ITS is pleased to welcome our speakers, Alison Macrina and Kade Crockford, from the Library Freedom Project.
Alison Macrina is a librarian, privacy activist, and the founder and director of the Library Freedom Project, an initiative which aims to make real the promise of intellectual freedom in libraries by teaching librarians and their local communities about surveillance threats, privacy rights and law, and privacy-protecting technology tools to help safeguard digital freedoms. Alison is passionate about connecting surveillance issues to larger global struggles for justice, demystifying privacy and security technologies for ordinary users, and resisting an internet controlled by a handful of intelligence agencies and giant multinational corporations.
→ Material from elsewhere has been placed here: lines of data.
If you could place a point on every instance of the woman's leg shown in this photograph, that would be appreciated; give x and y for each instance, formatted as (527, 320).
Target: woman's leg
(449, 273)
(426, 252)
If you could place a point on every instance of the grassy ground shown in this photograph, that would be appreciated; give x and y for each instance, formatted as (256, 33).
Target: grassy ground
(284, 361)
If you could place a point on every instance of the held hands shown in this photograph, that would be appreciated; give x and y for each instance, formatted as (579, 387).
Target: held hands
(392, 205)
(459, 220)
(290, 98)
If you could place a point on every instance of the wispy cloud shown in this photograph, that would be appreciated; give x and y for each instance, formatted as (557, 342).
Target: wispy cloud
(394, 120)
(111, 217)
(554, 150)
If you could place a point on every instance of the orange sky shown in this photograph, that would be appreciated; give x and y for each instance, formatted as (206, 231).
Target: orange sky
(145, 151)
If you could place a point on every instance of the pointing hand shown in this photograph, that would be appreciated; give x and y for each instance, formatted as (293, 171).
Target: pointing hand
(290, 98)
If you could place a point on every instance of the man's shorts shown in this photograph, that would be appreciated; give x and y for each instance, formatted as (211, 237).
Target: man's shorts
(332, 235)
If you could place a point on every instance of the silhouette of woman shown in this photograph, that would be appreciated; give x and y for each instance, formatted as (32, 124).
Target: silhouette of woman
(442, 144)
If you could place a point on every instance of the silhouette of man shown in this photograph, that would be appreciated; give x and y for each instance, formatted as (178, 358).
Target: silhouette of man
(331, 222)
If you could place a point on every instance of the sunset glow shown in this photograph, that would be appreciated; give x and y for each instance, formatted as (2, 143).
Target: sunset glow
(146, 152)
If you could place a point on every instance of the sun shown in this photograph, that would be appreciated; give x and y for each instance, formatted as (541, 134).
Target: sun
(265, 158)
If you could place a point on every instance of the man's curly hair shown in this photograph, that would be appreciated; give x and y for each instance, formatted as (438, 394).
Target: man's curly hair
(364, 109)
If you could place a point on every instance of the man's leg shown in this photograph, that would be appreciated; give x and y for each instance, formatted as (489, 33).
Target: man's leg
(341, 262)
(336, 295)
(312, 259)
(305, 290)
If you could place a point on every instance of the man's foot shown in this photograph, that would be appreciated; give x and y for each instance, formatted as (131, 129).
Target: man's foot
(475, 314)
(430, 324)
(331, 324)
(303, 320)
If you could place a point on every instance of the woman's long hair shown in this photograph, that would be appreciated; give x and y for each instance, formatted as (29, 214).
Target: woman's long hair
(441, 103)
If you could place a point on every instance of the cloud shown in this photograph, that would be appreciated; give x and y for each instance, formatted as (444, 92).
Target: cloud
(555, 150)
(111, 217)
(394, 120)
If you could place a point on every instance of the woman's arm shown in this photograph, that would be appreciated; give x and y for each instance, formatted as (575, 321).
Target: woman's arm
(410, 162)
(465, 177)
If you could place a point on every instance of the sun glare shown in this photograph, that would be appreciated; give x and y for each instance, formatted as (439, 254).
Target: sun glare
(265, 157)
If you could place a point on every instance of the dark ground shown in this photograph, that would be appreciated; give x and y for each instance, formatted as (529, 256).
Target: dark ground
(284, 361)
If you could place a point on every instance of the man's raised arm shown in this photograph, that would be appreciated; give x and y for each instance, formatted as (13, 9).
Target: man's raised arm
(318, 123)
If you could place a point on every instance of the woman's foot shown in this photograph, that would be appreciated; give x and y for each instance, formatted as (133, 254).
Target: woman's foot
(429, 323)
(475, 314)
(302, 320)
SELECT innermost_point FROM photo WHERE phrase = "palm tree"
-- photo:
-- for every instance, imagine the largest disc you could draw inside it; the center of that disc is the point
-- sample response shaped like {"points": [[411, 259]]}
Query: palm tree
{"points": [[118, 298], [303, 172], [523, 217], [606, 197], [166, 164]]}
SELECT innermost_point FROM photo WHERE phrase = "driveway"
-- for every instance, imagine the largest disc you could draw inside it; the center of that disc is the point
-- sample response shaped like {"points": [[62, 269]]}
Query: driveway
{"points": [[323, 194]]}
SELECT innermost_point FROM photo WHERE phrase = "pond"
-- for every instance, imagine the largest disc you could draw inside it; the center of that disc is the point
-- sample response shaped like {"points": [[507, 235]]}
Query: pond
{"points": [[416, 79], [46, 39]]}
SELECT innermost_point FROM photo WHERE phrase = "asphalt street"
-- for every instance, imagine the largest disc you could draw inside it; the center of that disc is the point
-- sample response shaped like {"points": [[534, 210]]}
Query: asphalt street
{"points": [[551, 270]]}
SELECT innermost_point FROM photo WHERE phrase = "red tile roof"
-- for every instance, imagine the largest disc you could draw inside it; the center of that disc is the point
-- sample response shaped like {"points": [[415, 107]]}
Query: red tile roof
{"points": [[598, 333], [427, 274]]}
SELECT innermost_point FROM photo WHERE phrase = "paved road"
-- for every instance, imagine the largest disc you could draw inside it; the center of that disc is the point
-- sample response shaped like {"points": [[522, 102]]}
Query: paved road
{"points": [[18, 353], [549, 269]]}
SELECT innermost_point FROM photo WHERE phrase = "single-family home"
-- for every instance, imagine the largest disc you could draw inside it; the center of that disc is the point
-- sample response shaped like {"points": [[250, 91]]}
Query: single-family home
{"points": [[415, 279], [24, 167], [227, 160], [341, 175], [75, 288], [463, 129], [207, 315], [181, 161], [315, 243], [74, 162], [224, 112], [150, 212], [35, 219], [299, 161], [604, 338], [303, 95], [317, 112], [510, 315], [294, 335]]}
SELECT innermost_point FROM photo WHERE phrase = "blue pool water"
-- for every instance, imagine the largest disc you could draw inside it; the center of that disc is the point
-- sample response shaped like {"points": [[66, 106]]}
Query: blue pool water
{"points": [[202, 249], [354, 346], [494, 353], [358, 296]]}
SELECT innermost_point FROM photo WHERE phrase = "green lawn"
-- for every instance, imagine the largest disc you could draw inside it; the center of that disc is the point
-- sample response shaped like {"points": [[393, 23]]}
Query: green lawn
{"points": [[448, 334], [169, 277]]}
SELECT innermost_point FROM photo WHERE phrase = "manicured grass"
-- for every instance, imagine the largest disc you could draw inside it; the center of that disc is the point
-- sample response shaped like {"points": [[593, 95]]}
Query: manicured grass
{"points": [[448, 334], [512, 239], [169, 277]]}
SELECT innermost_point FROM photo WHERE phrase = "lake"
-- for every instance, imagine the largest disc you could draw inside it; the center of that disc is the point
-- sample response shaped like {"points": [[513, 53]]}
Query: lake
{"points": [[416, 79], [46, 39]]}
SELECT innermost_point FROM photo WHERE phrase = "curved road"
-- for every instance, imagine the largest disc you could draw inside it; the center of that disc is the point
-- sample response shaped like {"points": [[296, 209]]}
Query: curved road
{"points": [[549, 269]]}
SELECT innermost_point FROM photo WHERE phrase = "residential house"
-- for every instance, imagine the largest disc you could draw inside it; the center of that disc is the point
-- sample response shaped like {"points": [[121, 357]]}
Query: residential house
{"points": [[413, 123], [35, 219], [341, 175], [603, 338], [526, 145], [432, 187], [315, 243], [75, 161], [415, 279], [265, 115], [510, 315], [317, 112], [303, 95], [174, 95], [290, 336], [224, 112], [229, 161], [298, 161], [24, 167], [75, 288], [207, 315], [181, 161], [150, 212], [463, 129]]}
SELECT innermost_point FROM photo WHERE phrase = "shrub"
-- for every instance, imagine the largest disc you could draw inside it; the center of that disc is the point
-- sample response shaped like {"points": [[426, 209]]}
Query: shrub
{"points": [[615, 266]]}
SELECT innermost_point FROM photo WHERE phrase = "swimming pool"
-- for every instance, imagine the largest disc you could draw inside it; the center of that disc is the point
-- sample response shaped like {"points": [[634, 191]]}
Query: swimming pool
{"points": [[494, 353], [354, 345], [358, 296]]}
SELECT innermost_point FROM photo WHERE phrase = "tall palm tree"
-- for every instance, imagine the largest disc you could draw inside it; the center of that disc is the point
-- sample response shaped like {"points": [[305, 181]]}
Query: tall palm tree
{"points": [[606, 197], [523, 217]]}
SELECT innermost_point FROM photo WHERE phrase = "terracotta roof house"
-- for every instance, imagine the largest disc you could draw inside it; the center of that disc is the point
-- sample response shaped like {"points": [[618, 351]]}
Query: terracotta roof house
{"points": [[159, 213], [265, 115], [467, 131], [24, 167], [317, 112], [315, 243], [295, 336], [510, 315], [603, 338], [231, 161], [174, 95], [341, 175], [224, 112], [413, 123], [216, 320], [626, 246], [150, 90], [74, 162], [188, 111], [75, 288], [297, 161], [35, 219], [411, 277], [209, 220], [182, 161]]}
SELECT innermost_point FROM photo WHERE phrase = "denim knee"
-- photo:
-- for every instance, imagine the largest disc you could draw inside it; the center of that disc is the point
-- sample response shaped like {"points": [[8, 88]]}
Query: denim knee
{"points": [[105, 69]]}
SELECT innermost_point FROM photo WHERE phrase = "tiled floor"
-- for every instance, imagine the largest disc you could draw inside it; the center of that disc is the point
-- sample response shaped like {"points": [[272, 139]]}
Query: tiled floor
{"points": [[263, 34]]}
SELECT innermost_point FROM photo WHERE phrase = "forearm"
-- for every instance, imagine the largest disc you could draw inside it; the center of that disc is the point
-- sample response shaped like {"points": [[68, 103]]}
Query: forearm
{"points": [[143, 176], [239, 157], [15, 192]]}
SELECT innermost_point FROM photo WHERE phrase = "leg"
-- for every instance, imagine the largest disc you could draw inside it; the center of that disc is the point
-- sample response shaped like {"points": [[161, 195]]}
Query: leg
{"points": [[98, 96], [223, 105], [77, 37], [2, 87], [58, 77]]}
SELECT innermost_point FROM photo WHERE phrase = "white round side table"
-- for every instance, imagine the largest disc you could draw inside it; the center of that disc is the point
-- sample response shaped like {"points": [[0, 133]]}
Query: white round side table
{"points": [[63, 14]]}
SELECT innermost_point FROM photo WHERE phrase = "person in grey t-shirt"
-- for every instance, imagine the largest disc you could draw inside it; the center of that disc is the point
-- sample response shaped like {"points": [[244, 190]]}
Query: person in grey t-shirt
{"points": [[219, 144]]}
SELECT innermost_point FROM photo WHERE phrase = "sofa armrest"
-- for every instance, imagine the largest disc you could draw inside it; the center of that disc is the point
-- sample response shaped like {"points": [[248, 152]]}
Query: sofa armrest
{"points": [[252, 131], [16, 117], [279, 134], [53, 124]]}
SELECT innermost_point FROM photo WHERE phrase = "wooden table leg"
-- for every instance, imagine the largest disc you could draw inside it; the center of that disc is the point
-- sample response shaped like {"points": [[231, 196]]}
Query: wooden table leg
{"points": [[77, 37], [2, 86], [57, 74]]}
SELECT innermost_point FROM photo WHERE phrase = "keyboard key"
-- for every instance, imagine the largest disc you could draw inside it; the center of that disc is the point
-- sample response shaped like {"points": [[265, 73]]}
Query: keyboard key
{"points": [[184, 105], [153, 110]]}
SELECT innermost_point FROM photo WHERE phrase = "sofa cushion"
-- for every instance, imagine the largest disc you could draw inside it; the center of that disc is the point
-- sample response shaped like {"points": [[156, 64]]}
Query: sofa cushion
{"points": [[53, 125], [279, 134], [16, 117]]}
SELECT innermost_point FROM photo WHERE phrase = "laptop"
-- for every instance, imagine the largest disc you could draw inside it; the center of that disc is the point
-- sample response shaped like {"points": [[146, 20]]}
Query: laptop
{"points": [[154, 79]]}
When she’s not doing any of that, she’s reading.*
Kade Crockford is the director of the Technology for Liberty project at the ACLU of Massachusetts, where they write the Privacy Matters blog. Their writing has appeared in Truthout, the Nation, the Guardian, and the Boston Globe, among many other outlets. In addition to writing and public speaking on surveillance, Kade conducts research and serves as an in-house policy expert on issues at the intersection of policing and technology.*
Jessie Rossman, staff attorney for the ACLU of Massachusetts and surveillance law expert, offers a “Know Your Rights” training for librarians, detailing the contours of federal and local privacy law, as well as providing information on how to respond when served with an information request such as a National Security Letter, administrative subpoena, or warrant.